The generation of large immune gene families is often driven by evolutionary pressure exerted on host genomes by their pathogens, which has been described as the immunological arms race. The SpTransformer (SpTrf) gene family from the California purple sea urchin, Strongylocentrotus purpuratus, is upregulated upon immune challenge and encodes the SpTrf proteins that interact with pathogens during an immune response. Native SpTrf proteins bind both bacteria and yeast, and augment phagocytosis of a marine Vibrio, while a recombinant SpTrf protein (rSpTrf-E1) binds a subset of pathogens and a range of pathogen associated molecular patterns. In the sequenced sea urchin genome, there are four SpTrf gene clusters for a total of 17 genes. Here, we report an in-depth analysis of these genes to understand the sequence complexities of this family, its genomic structure, and to derive a putative evolutionary history for the formation of the gene clusters. We report a detailed characterization of gene structure including the intron type and UTRs with conserved transcriptional start sites, the start codon and multiple stop codons, and locations of polyadenylation signals. Phylogenetic and percent mismatch analyses of the genes and the intergenic regions allowed us to predict the last common ancestral SpTrf gene and a theoretical evolutionary history of the gene family. The appearance of the gene clusters from the theoretical ancestral gene may have been driven by multiple duplication and deletion events of regions containing SpTrf genes. Duplications and ectopic insertion events, indels, and point mutations in the exons likely resulted in the extant genes and family structure. This theoretical evolutionary history is consistent with the involvement of these genes in the arms race in responses to pathogens and suggests that the diversification of these genes and their encoded proteins have been selected for based on the survival benefits of pathogen binding and host protection.

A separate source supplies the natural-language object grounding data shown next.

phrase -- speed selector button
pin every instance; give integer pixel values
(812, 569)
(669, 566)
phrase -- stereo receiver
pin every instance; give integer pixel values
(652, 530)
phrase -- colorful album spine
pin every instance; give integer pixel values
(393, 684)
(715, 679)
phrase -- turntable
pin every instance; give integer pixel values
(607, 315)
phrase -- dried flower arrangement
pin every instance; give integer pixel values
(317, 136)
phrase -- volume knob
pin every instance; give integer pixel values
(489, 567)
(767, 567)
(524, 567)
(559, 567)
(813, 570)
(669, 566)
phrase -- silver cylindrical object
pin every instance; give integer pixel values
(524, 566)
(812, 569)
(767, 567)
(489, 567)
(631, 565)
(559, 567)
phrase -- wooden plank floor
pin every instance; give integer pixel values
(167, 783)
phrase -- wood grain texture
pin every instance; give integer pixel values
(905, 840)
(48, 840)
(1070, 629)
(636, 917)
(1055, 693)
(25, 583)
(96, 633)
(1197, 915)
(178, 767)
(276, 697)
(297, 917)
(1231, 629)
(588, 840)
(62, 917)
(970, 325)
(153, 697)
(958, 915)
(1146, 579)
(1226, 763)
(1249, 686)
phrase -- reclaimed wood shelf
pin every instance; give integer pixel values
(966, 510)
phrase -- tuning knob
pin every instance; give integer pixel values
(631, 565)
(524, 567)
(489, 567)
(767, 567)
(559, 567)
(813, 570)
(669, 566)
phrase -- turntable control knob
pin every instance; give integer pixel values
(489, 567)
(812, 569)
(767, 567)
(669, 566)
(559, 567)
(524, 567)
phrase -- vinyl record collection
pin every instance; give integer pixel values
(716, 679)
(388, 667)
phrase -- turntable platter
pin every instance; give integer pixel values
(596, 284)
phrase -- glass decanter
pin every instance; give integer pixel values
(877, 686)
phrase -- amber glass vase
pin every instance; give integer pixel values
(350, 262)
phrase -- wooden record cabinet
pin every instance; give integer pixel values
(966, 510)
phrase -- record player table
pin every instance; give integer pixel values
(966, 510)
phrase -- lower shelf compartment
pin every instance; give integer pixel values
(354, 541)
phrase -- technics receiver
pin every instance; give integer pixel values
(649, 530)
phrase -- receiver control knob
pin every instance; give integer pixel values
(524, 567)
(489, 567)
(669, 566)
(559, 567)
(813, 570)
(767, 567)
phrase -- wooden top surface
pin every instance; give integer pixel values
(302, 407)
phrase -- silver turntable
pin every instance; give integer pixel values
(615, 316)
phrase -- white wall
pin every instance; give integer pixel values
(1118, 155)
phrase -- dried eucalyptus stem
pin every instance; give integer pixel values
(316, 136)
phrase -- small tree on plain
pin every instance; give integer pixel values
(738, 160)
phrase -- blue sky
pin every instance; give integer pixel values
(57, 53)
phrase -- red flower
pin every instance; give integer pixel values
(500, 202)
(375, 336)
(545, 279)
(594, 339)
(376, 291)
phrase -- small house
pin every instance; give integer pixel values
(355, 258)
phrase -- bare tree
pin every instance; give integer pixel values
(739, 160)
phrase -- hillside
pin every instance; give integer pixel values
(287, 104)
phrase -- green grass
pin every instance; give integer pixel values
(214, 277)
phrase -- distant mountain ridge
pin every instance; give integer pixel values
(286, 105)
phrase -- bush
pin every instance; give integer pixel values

Short tandem repeats, segmental duplications, gene deletion, and genomic instability in a rapidly diversified immune gene family.

BACKGROUND: Genomic regions with repetitive sequences are considered unstable and prone to swift DNA diversification processes. A highly diverse immune gene family of the sea urchin (Strongylocentrotus purpuratus), called Sp185/333, is composed of clustered genes with similar sequence as well as several types of repeats ranging in size from short tandem repeats (STRs) to large segmental duplications. This repetitive structure may have been the basis for the incorrect assembly of this gene family in the sea urchin genome sequence. Consequently, we have resolved the structure of the family and profiled the members by sequencing selected BAC clones using Illumina and PacBio approaches. RESULTS: BAC insert assemblies identified 15 predicted genes that are organized into three clusters. Two of the gene clusters have almost identical flanking regions, suggesting that they may be non-matching allelic clusters residing at the same genomic locus. GA STRs surround all genes and appear in large stretches at locations of putatively deleted genes. GAT STRs are positioned at the edges of segmental duplications that include a subset of the genes. The unique locations of the STRs suggest their involvement in gene deletions and segmental duplications. Genomic profiling of the Sp185/333 gene diversity in 10 sea urchins shows that no gene repertoires are shared among individuals indicating a very high gene diversification rate for this family. CONCLUSIONS: The repetitive genomic structure of the Sp185/333 family that includes STRs in strategic locations may serve as platform for a controlled mechanism which regulates the processes of gene recombination, gene conversion, duplication and deletion. The outcome is genomic instability and allelic mismatches, which may further drive the swift diversification of the Sp185/333 gene family that may improve the immune fitness of the species.